22 h 15. Quatre prises plus tard, l’assistant-réalisateur crie « reverse! », ce qui signifie que le premier plan est terminé et qu’on doit maintenant refaire la scène d’un autre angle. Encore une fois, Roxane va voir Érika et Pascal pour leur expliquer la nature du cadrage et quelles parties de leurs corps seront visibles.
22 h 40. It’s a wrap! (Oui, je maîtrise désormais le vocabulaire de tournage.) L’équipe remballe ses affaires, soulagée.
Mara Joly semble satisfaite. Je n’ose pas la déranger (et j’ai hâte d’aller me coucher), mais au téléphone quelques jours plus tard, la réalisatrice me confie que la présence de la coordonnatrice d’intimité était tout aussi sécurisante pour elle que pour les acteur.trice.s.
«Comme actrice, j’ai déjà eu de mauvaises expériences, et j’aurais adoré que ce ne soit pas la costumière qui me protège.»
« Je trouvais ça rassurant de savoir que si les acteurs ressentaient un malaise quelconque, ils pouvaient l’expliciter sans que ce soit à moi directement, et que ça allait être pris en considération et géré, mentionne-t-elle.
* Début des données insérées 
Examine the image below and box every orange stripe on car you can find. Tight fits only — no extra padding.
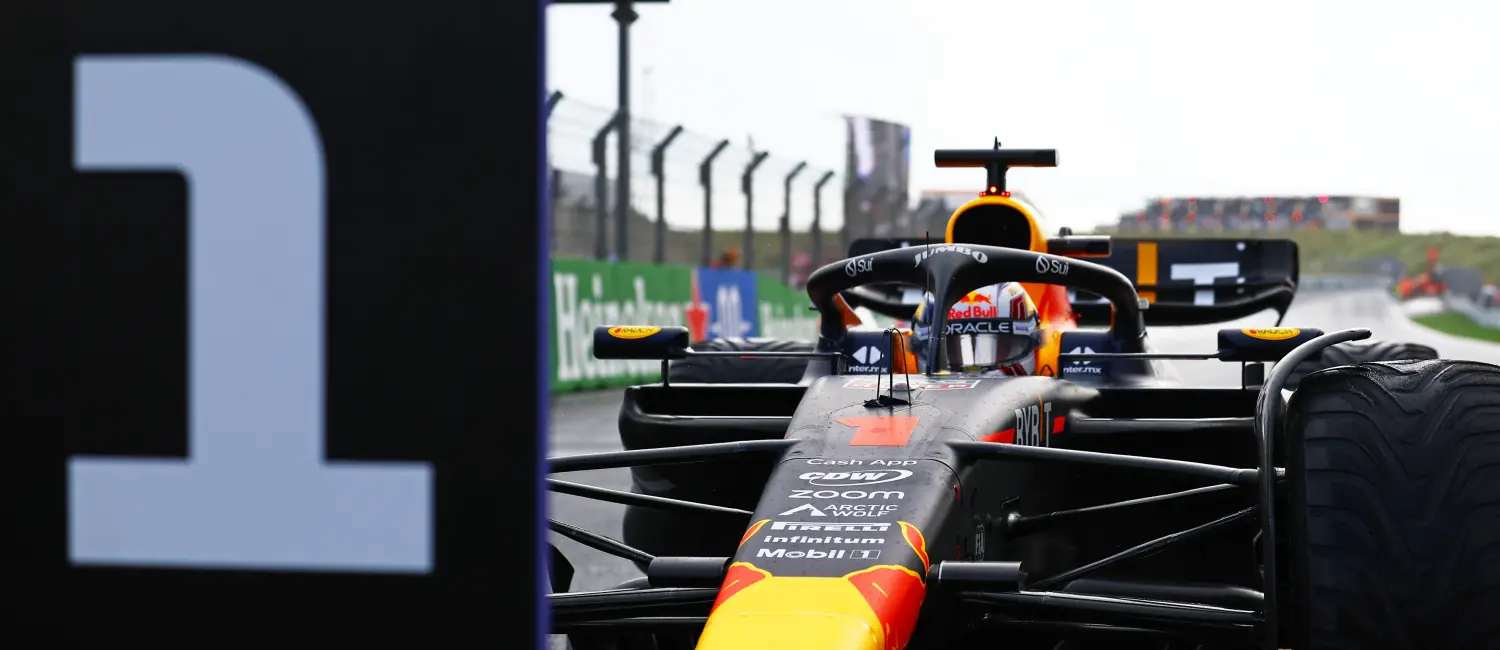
[981,429,1015,444]
[1137,241,1158,303]
[738,520,769,548]
[899,522,929,573]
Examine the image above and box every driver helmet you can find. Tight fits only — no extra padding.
[912,282,1042,376]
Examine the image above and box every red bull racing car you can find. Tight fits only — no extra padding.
[546,145,1500,650]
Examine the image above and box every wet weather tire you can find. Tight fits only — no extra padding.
[1283,340,1437,390]
[1285,359,1500,650]
[667,337,814,384]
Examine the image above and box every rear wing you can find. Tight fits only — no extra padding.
[844,236,1300,327]
[1067,238,1300,327]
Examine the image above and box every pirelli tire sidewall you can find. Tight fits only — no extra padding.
[1285,359,1500,649]
[1283,340,1437,390]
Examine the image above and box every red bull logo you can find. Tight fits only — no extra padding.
[947,291,997,320]
[698,523,931,650]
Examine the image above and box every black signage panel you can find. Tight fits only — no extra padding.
[1,0,544,644]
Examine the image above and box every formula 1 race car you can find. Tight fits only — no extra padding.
[545,145,1499,650]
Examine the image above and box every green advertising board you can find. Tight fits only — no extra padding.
[755,272,820,340]
[548,259,820,392]
[549,259,693,391]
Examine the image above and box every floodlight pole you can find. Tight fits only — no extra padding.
[698,139,730,267]
[812,170,835,267]
[741,151,770,270]
[612,0,638,261]
[650,125,684,264]
[780,161,807,284]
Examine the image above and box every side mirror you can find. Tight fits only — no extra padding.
[1217,327,1326,362]
[592,325,691,360]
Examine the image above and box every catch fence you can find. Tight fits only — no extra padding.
[546,92,853,287]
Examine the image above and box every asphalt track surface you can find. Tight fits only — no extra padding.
[546,289,1500,614]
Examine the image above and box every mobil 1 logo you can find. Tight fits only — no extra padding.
[756,548,882,560]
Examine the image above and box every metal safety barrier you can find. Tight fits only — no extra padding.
[1299,275,1392,292]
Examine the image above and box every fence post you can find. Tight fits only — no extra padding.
[545,91,564,253]
[650,125,684,264]
[591,112,623,260]
[741,151,770,270]
[698,139,730,267]
[780,161,807,284]
[550,169,562,253]
[813,170,835,267]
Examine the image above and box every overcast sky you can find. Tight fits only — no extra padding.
[547,0,1500,236]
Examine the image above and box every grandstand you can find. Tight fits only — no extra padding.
[1114,195,1400,233]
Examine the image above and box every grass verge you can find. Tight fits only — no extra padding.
[1411,311,1500,343]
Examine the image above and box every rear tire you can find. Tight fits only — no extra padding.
[1283,340,1437,390]
[1285,359,1500,650]
[667,337,813,384]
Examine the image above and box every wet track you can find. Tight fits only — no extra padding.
[546,288,1500,603]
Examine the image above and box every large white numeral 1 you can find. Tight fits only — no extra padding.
[69,55,433,573]
[1169,262,1241,306]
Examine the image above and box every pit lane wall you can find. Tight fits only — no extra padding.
[550,258,820,391]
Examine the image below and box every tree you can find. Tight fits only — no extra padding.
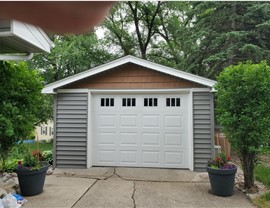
[28,32,115,84]
[215,61,270,190]
[185,2,270,78]
[0,61,47,171]
[103,1,164,59]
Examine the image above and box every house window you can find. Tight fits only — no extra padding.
[49,127,54,136]
[122,98,136,107]
[101,98,114,107]
[41,126,47,135]
[166,98,181,107]
[144,98,158,107]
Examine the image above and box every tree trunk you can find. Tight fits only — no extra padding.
[240,150,255,190]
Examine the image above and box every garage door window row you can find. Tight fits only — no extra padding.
[100,97,181,107]
[122,98,136,107]
[166,98,181,107]
[101,98,114,107]
[144,98,158,107]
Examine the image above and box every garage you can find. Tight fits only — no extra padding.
[42,55,216,171]
[93,93,190,168]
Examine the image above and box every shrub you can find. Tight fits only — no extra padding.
[215,61,270,189]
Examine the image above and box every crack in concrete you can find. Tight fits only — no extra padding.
[114,169,136,208]
[71,179,99,208]
[54,168,209,184]
[131,181,136,208]
[114,168,127,180]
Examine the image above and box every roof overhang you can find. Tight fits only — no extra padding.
[0,20,54,60]
[42,55,217,94]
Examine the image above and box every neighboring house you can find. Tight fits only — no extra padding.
[35,120,54,142]
[42,56,217,171]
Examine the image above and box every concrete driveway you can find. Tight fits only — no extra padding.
[23,167,255,208]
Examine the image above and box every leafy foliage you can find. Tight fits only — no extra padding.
[26,2,270,82]
[42,150,53,165]
[207,152,234,169]
[0,61,45,172]
[28,33,115,84]
[185,2,270,78]
[215,61,270,189]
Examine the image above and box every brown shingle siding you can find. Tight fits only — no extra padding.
[64,63,204,89]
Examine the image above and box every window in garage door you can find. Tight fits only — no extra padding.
[101,98,114,107]
[144,98,158,107]
[166,98,181,107]
[122,98,136,107]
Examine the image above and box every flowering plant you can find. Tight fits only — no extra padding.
[207,152,236,170]
[15,149,46,171]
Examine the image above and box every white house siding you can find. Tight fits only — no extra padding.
[193,92,214,171]
[54,93,88,168]
[35,120,54,141]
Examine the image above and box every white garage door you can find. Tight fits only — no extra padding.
[92,93,190,168]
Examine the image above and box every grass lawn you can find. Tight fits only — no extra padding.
[254,164,270,188]
[26,141,53,152]
[253,192,270,208]
[252,151,270,208]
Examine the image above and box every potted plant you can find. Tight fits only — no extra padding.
[14,149,49,196]
[206,152,237,197]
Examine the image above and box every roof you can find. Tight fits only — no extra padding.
[42,55,217,94]
[0,20,54,55]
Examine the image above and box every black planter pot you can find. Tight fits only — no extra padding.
[206,166,237,197]
[15,164,49,196]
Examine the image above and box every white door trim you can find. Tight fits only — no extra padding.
[87,89,194,170]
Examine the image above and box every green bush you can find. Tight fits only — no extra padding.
[0,159,19,172]
[215,61,270,189]
[43,150,53,165]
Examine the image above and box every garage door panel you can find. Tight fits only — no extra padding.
[119,150,138,164]
[97,114,117,127]
[165,151,183,165]
[164,115,183,128]
[96,150,116,164]
[120,114,138,127]
[97,132,116,145]
[142,151,160,164]
[164,133,182,146]
[142,115,160,127]
[93,93,189,168]
[142,133,160,145]
[119,132,138,145]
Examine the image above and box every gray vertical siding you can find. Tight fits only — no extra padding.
[193,92,214,171]
[55,93,88,168]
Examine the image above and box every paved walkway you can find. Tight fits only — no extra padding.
[23,167,255,208]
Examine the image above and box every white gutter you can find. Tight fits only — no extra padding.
[0,53,33,60]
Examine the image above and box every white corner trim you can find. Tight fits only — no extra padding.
[87,91,92,168]
[189,90,194,171]
[42,55,217,94]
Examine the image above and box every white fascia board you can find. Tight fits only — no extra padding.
[12,20,54,52]
[42,55,217,94]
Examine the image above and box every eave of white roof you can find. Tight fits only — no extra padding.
[42,55,217,94]
[0,20,54,54]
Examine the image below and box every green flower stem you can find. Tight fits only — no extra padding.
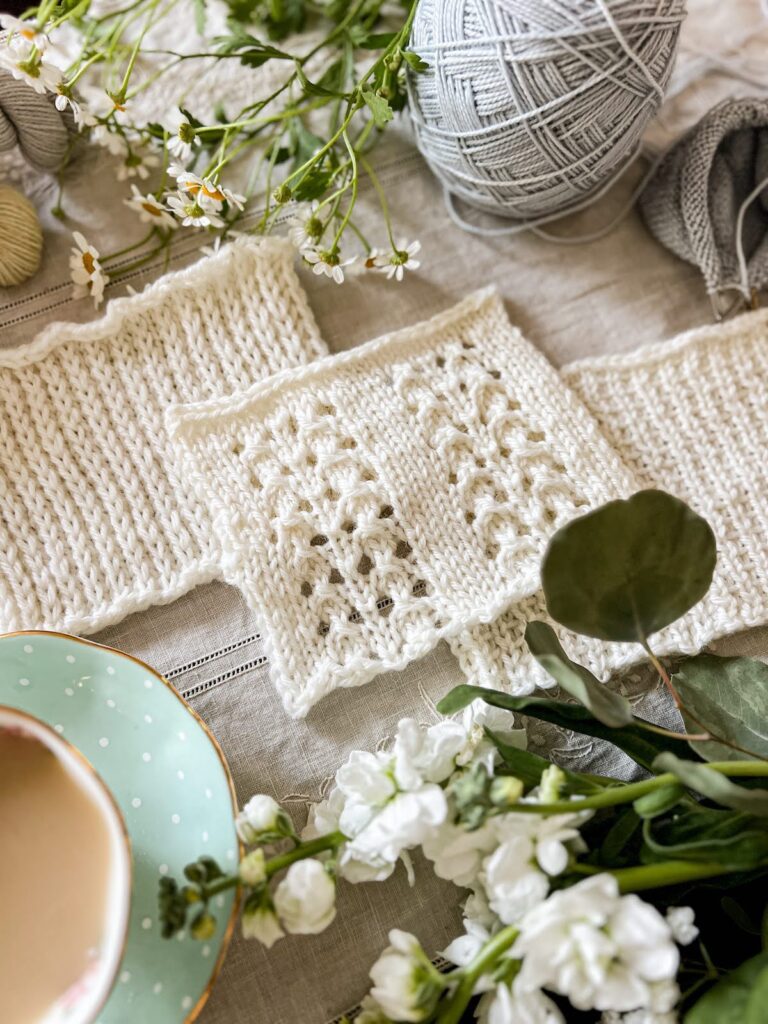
[437,927,520,1024]
[500,761,768,816]
[608,859,756,893]
[201,831,347,900]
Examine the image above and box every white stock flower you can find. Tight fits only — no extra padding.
[355,995,393,1023]
[273,859,336,935]
[344,786,448,868]
[476,982,564,1024]
[236,793,283,843]
[392,718,468,789]
[241,903,285,947]
[458,700,526,772]
[238,848,267,887]
[69,232,108,306]
[601,1011,678,1024]
[421,818,497,888]
[478,805,589,924]
[124,185,177,228]
[665,906,698,945]
[369,930,443,1023]
[442,918,494,993]
[514,874,680,1013]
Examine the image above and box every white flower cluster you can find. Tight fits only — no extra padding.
[289,202,420,284]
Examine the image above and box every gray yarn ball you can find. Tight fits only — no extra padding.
[0,69,69,172]
[408,0,686,222]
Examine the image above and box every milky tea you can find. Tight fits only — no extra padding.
[0,722,122,1023]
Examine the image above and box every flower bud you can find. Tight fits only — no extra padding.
[369,930,444,1022]
[539,765,566,803]
[239,848,267,887]
[190,911,217,941]
[489,775,524,807]
[272,183,292,204]
[242,903,285,948]
[236,794,283,843]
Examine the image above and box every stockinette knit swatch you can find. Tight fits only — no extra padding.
[167,289,635,717]
[451,307,768,694]
[0,237,326,636]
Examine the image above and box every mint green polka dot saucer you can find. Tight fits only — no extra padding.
[0,631,239,1023]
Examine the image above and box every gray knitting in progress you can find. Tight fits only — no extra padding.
[640,98,768,315]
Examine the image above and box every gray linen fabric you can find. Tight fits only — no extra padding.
[2,2,768,1020]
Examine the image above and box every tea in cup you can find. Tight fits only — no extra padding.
[0,707,132,1024]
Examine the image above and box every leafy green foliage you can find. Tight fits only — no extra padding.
[524,621,633,727]
[438,684,685,772]
[685,952,768,1023]
[673,655,768,762]
[402,49,429,71]
[642,805,768,868]
[485,727,605,794]
[654,754,768,817]
[633,783,685,819]
[541,490,717,643]
[362,89,394,127]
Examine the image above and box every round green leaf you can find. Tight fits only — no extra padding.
[685,953,768,1024]
[542,490,716,642]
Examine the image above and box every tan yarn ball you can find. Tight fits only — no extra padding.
[0,185,43,287]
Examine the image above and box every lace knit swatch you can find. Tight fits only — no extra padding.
[451,307,768,692]
[167,290,635,717]
[0,238,325,636]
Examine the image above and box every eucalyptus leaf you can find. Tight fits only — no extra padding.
[438,685,683,771]
[685,952,768,1024]
[673,655,768,762]
[643,806,768,868]
[541,490,716,643]
[525,621,633,727]
[653,753,768,818]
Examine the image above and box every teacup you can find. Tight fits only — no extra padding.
[0,706,132,1024]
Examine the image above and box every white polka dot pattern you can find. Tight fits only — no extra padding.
[168,289,635,717]
[451,307,768,692]
[0,238,325,637]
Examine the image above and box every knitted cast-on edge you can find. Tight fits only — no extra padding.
[167,289,637,718]
[0,237,326,636]
[450,307,768,693]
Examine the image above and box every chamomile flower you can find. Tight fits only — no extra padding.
[166,109,198,162]
[288,201,324,250]
[0,42,60,94]
[0,15,47,49]
[116,147,160,182]
[69,232,108,307]
[91,125,129,158]
[374,239,421,281]
[124,185,177,229]
[171,166,245,210]
[54,87,95,130]
[166,191,224,228]
[303,246,356,284]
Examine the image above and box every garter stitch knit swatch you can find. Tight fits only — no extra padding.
[0,237,325,636]
[451,307,768,693]
[167,290,635,717]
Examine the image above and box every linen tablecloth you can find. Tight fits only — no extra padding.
[2,2,768,1020]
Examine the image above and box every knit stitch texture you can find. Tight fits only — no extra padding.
[451,306,768,693]
[0,237,325,636]
[167,289,635,717]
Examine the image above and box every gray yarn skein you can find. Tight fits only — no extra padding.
[408,0,685,222]
[640,97,768,303]
[0,70,69,171]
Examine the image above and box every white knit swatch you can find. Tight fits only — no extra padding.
[0,238,325,636]
[168,290,635,717]
[451,307,768,692]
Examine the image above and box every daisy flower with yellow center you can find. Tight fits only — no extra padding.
[0,15,47,49]
[171,166,246,211]
[302,246,356,285]
[124,185,177,229]
[0,41,60,95]
[165,191,225,228]
[69,232,108,307]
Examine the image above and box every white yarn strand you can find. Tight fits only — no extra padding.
[408,0,685,230]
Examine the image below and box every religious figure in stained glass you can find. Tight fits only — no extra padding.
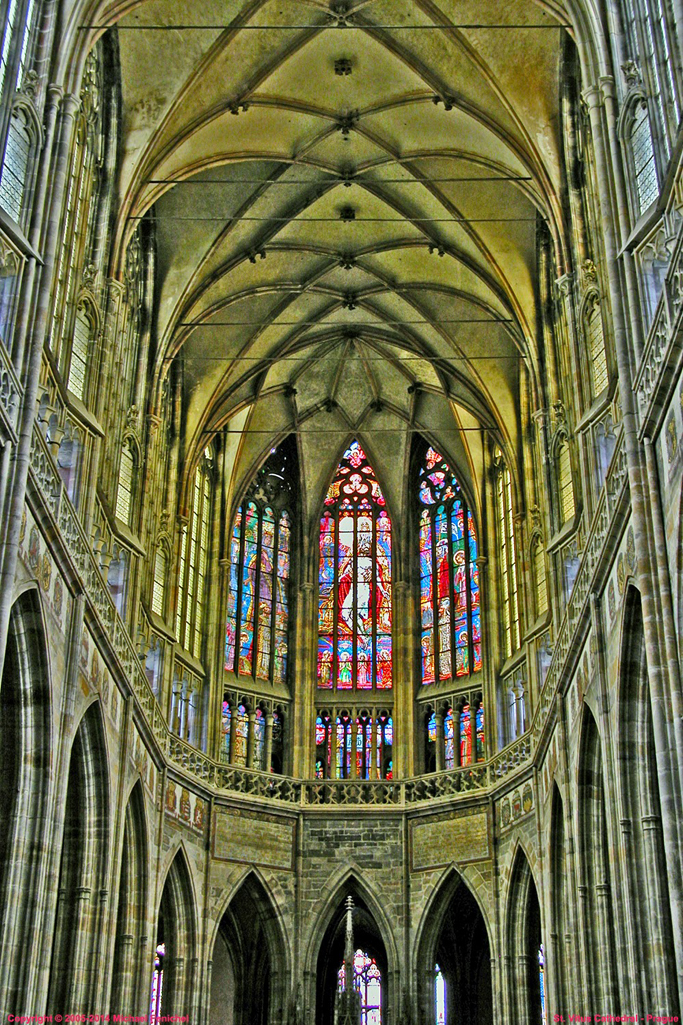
[418,445,481,684]
[225,440,295,684]
[317,440,393,691]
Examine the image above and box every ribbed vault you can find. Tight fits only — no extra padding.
[88,0,570,518]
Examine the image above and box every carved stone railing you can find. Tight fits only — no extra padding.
[28,424,167,745]
[305,778,403,806]
[404,762,489,803]
[532,430,629,748]
[0,227,25,442]
[0,336,21,441]
[635,225,683,431]
[488,733,530,782]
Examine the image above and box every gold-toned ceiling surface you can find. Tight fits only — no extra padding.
[100,0,567,521]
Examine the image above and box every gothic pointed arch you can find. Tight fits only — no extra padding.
[577,705,618,1014]
[414,868,493,1025]
[505,847,545,1025]
[110,780,149,1015]
[209,870,288,1025]
[0,588,51,1012]
[617,587,678,1015]
[155,845,198,1019]
[47,700,110,1015]
[549,784,568,1019]
[312,875,393,1025]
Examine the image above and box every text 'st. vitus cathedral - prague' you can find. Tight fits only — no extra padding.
[0,1,682,1023]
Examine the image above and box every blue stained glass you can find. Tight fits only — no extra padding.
[318,440,392,705]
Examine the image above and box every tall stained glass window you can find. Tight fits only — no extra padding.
[318,440,392,691]
[338,949,382,1025]
[539,944,547,1025]
[418,446,481,683]
[225,440,295,684]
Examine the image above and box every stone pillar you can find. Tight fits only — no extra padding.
[370,714,378,780]
[246,710,256,768]
[330,715,339,779]
[264,711,275,773]
[350,716,359,779]
[435,711,445,772]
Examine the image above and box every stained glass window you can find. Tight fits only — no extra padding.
[557,440,575,525]
[460,702,472,766]
[444,709,454,770]
[475,702,485,762]
[495,455,520,658]
[314,710,392,779]
[338,950,382,1025]
[435,964,446,1025]
[176,453,213,659]
[539,944,546,1025]
[418,446,481,683]
[225,441,295,684]
[317,440,392,691]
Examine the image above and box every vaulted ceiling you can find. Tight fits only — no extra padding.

Que Roxane soit là pour transmettre le même message à tout le monde qui est impliqué dans les scènes d’intimité, ça m’enlève un gros fardeau. »
« Comme actrice, j’ai déjà eu de mauvaises expériences, et j’aurais adoré que ce ne soit pas la costumière qui me protège, alors que ce n’est pas son département. Alors je trouve que ce métier-là est extraordinaire et nécessaire. »
Avant que je quitte le plateau en remerciant Roxane, Érika passe près de moi et me glisse au sujet de la coordonnatrice : « Tu comprends maintenant pourquoi elle est indispensable? »
Je ne peux qu’être d’accord avec elle.